My mom, Nana Asma’u, was an African; she was kidnapped from her village in Liberia. She told me stories of her village. She was kidnapped at around my age while on a trip to the Limba tribe in Sierra Leone. She was a messenger for her tribe; she used to tell me stories of her trips around. But, today, I saw her drop dead; she was the only thing I had, and they took her away from me. I had dreaded the arrival of this day.
My mother was working in the field as usual when she saw Sir Thomas. My mom used to tell me he was our “driver”, she told me that she hated him. According to my mom, he was on the same ship as her. He had been loyal to the whites and became a “driver”. He gets better treatment; he is the one who beats us up. He beat me up every few weeks. I know that he is heartless, he is impossible to work with, he is one of them, even though he looks like us. He was the most hated one of them, he was a traitor.

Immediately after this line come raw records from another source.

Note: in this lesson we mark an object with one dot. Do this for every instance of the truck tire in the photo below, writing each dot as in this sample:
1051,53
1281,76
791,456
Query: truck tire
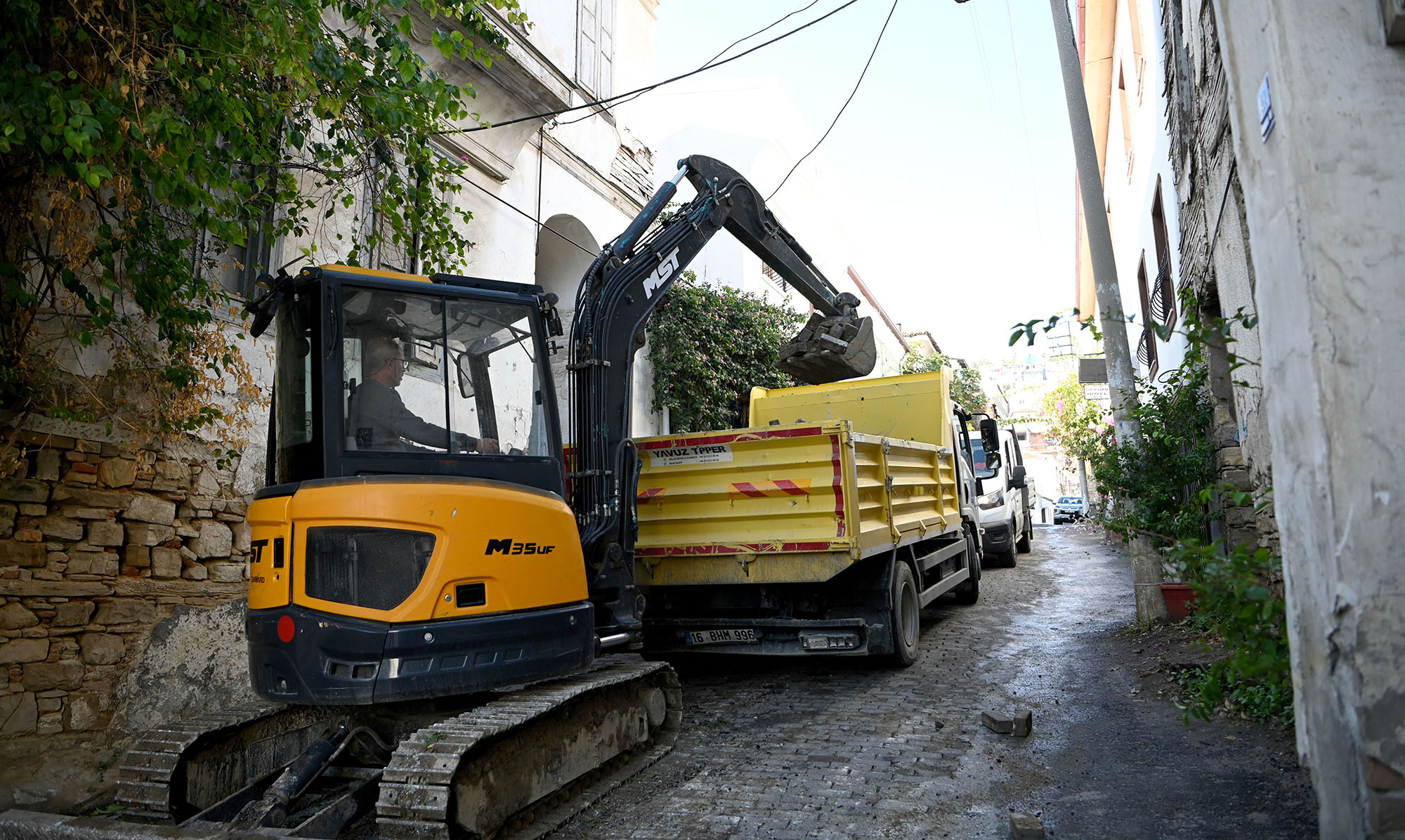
904,616
970,592
1007,558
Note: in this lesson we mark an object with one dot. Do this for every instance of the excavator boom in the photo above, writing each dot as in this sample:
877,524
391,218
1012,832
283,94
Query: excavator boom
623,286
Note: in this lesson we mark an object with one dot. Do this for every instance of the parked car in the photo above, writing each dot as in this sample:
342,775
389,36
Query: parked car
1070,509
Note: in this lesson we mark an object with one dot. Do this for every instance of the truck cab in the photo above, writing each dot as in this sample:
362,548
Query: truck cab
1005,497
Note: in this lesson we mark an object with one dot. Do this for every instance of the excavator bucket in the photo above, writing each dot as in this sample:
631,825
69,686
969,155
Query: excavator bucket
830,349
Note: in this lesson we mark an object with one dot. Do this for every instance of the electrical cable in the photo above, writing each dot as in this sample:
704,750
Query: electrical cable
1025,122
648,88
842,107
522,213
706,65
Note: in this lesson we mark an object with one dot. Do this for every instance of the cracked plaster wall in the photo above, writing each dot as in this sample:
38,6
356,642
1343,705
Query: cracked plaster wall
1326,204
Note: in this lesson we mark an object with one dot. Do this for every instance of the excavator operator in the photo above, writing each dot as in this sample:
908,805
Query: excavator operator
379,418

That day my mom fell in the field, she had been ill for a few days. She ruined a patch of land. Once Sir Thomas came, I expected him to help my mother minimally as she was ill. Instead, he took out his whip, and he whipped her to death. I saw her, dreading, trying to breathe, covered in blood. She stopped trying to breathe and gave up on her life. She was pulseless, she was, dead. I felt terrified, I could not tell if it was anger or fear, but at that moment, I wanted to disappear, to die, or to escape.
This book was written from the point of view of a young enslaved African American named Amari who starts a revolution for a more just, equal system for herself and her people.